Hoy es un buen día
La polarización es el gran legado del Presidente de la República.Hoy es un buen día para pensar en el futuro. Para pensar en el país con el que soñamos; para reflexionar sobre el país que tenemos. La desesperación nos lleva a pensar tan sólo en lo inmediato, ...
- La polarización es el gran legado del Presidente de la República.
Hoy es un buen día para pensar en el futuro. Para pensar en el país con el que soñamos; para reflexionar sobre el país que tenemos. La desesperación nos lleva a pensar tan sólo en lo inmediato, pero el país seguirá estando aquí después del 2 de junio. En política no existen batallas finales.
Hoy es un buen día para pensar en lo que estamos a punto de enfrentar, y en las consecuencias que podría acarrear a largo plazo. El país está atrapado en un falso dilema provocado por el Presidente, en el que dos bandos con posturas irreconciliables se preparan para una batalla cruenta. Hoy es un buen día para pensar en el 3 de junio, y en el 2 de octubre: quienes sobrevivan quedarán malheridos y con sed de venganza. La polarización es el gran legado del Presidente de la República, y la consulta de revocación de mandato el instrumento para garantizarla: gane quien gane —y pierda quien pierda— la gobernabilidad de la próxima administración estará en entredicho constante. La política es más que eso: la política es justo lo contrario.
La política es el arte de lo posible. Hoy es un buen día para pensar en un país distinto, en un México mejor. En un país distinto al que plantean quienes pretenden la continuidad de un gobierno cuyo mayor logro ha sido dividirnos; en un México mejor al que ofrecen quienes ya tuvieron el poder y no fueron capaces de crear un país en el que todos tuviéramos cabida.
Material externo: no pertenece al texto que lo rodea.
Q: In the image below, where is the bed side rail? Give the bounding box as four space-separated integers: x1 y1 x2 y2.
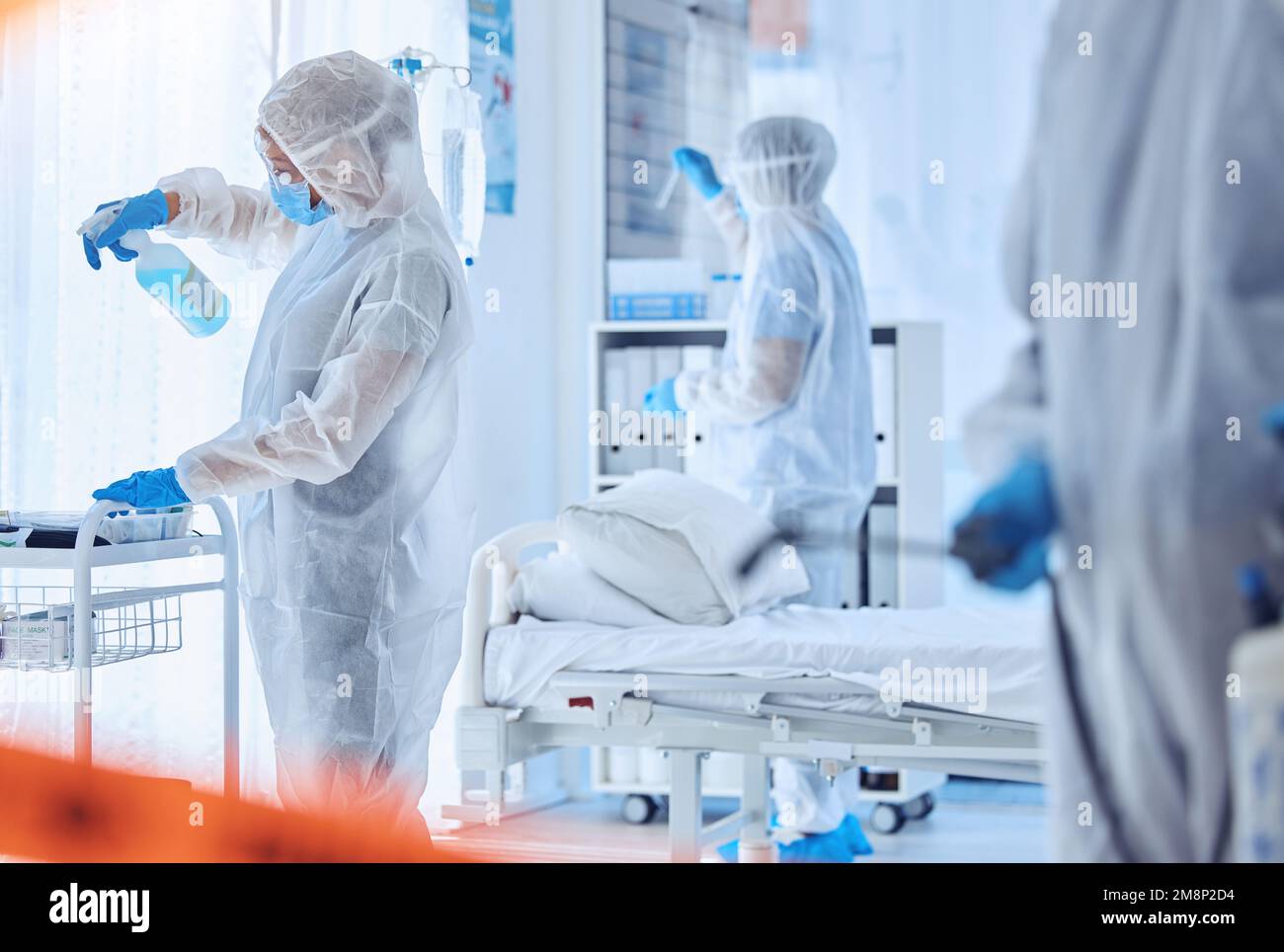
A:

El Presidente se ha empeñado en dividirnos, pero es mucho más lo que nos une que lo que nos separa: es absurdo seguir discutiendo lo que pasó hace dos sexenios en vez de preocuparnos por lo que ocurre en el presente.
- Y en el futuro inmediato. La polarización es un cáncer que nos anquilosa y nos arrastra, al grado que las grandes tragedias humanas que hemos sufrido se han convertido en poco más que un botín político para el bando que mejor sepa medrar con ellas. Los niños con cáncer, los fallecidos por la pandemia; los muertos por la inseguridad, los desaparecidos y sus familias. Los migrantes, las mujeres, los ecosistemas: política, palabras, trending topics. Nuestros problemas siguen estando ahí, sin embargo: los políticos han demostrado su falta de capacidad, y la situación se tornará cada vez más apremiante. El 2 de junio, en realidad, no resolverá nada.
Hoy es un buen día para pensar en el futuro. En el futuro inmediato, más allá de quién gobierne: en nuestra supervivencia en el cortísimo plazo. El sistema Cutzamala se encuentra en su nivel histórico más bajo: la Ciudad de México se quedará sin agua en agosto de este año, y nadie parece darle importancia. La crisis parece inevitable, pero nuestras prioridades están en otro lado: la política es irrelevante cuando no se ocupa de la ciudadanía. Unos culparán a otros, aunque todos hayamos tenido el problema a la vista: la sociedad sufrirá como nunca, y la irresponsabilidad de este gobierno será la principal herencia de sus sucesores.
Hoy es un buen día para pensar en el futuro, y reflexionar sobre el pasado para dejarlo atrás. Hoy es un buen día para ocuparnos de lo importante, y encontrar soluciones antes que más problemas: hoy es un buen día para darnos cuenta de que necesitamos unirnos si es que queremos sobrevivir a lo que nos espera.
México es más que la elección entre dos sistemas que se contraponen: México es mucho más que esta absurda lucha de contrarios en la que tesis y antítesis se siguen enfrentando sin dar lugar a algo nuevo, tomando a la ciudadanía como rehén de su lucha por el poder. Hoy es un buen día para pensar, por fin, en cómo salir de todo esto.